Garden Elements – Water Features

by Steve McRae (Landscape Consultant & Designer, Entrepreneur)

The Element of Water in the Landscape

Water is a key element when designing your landscape. That’s my opinion, and I regard my opinion very highly. If you don’t integrate water into your landscape design you are missing the boat. Throughout gardening history water has played a very important role. Water can be invigorating – adding energy and excitement – or Zen-like when incorporated into the overall plan. A rushing waterfall, a trickling stream or a flaccid pond adorned with waterlilies will add a special feel to your garden.
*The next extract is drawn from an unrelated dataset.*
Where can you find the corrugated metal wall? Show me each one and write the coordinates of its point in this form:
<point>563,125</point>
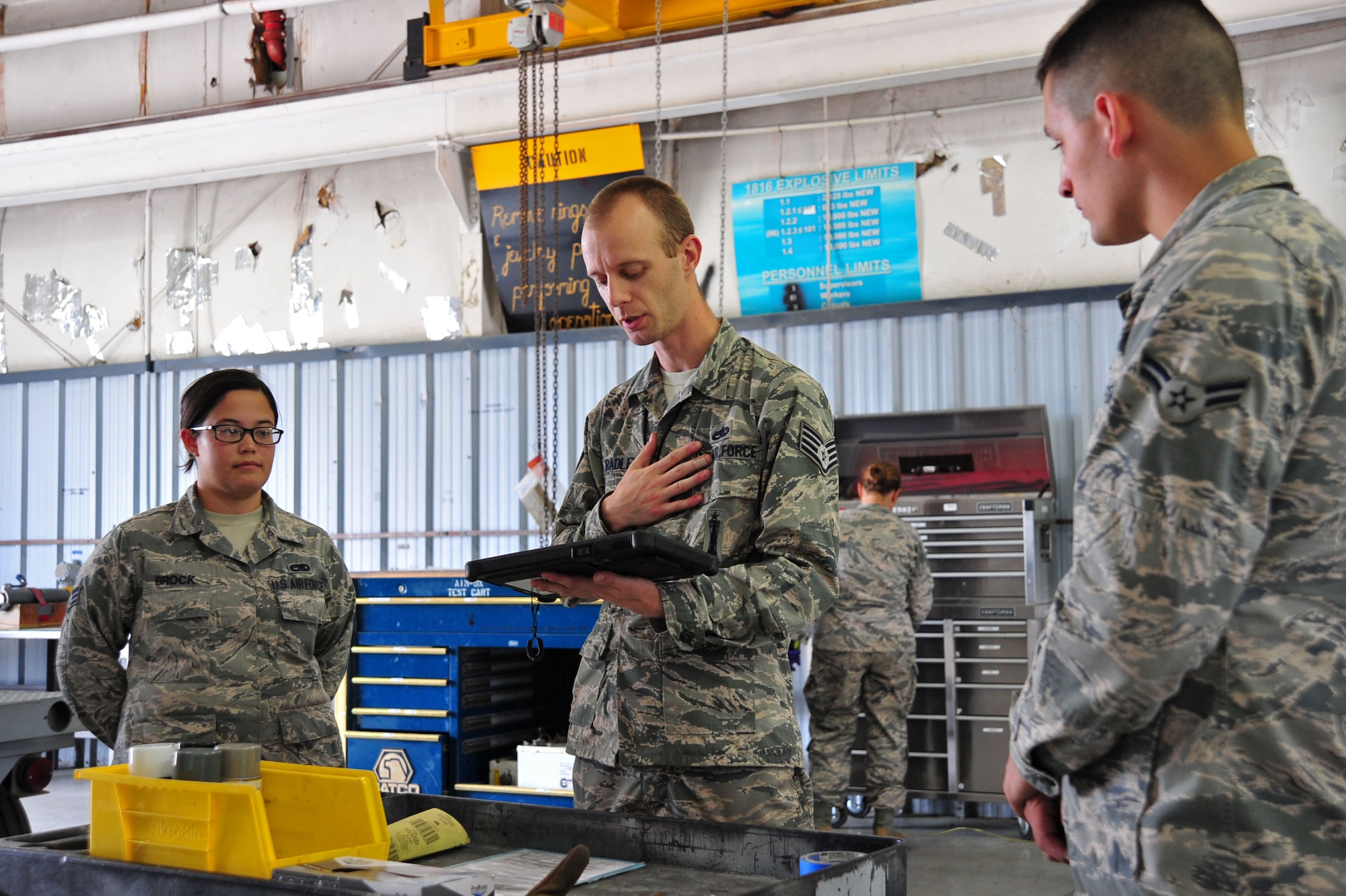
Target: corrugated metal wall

Asian gardens, famous for their water features, have inspired landscape and garden designers for many years in New England. When I designed landscapes the first thing I thought of was how water would play into the design. I’d look at a raw landscape and visualize a waterfall or fish pond or some sort of water feature before I even started worrying about where the plants would go. I’d make it the central focus of the design and build the rest of the landscape and gardens around the water. Of course there are many other variables to consider and the list is long, but this simplistic approach always brought water into the conversation with my clients. All the other design factors could be worked out once water became my clients’ focus. On a rare occasion a water feature could not be worked into the landscape.

A water feature may be passive or it may be highly interactive. A contemplative water feature, still and reflective is the essence of the Zen-like attributes of an Asian garden. Instilling this meditative feature into your garden will offer you and your garden visitors hours of tranquility. However, making your water feature interactive will bring vitality to your garden. A raised water garden that you can walk by at belt level or sit down beside, allowing you to put your hands into the water or to feed fish at eye-level can be exhilarating to the soul. Cascading waterfalls or rushing streams add emotion to a potentially stoic landscape, yet they still may add a meditative and hypnotic characteristic to your garden.

The lay of the land doesn’t necessarily dictate the water feature, but the size of the area to be landscaped definitely determines what kinds of water features can be integrated into the design. A trickling water feature in a small garden, a gentle waterfall in a larger garden or a dynamic cascading waterfall forming into a stream and winding its way to a larger body of water which might contain Koi or at the least floating and marginal plants. Water is a life force that resonates in karma necessary to our very existence.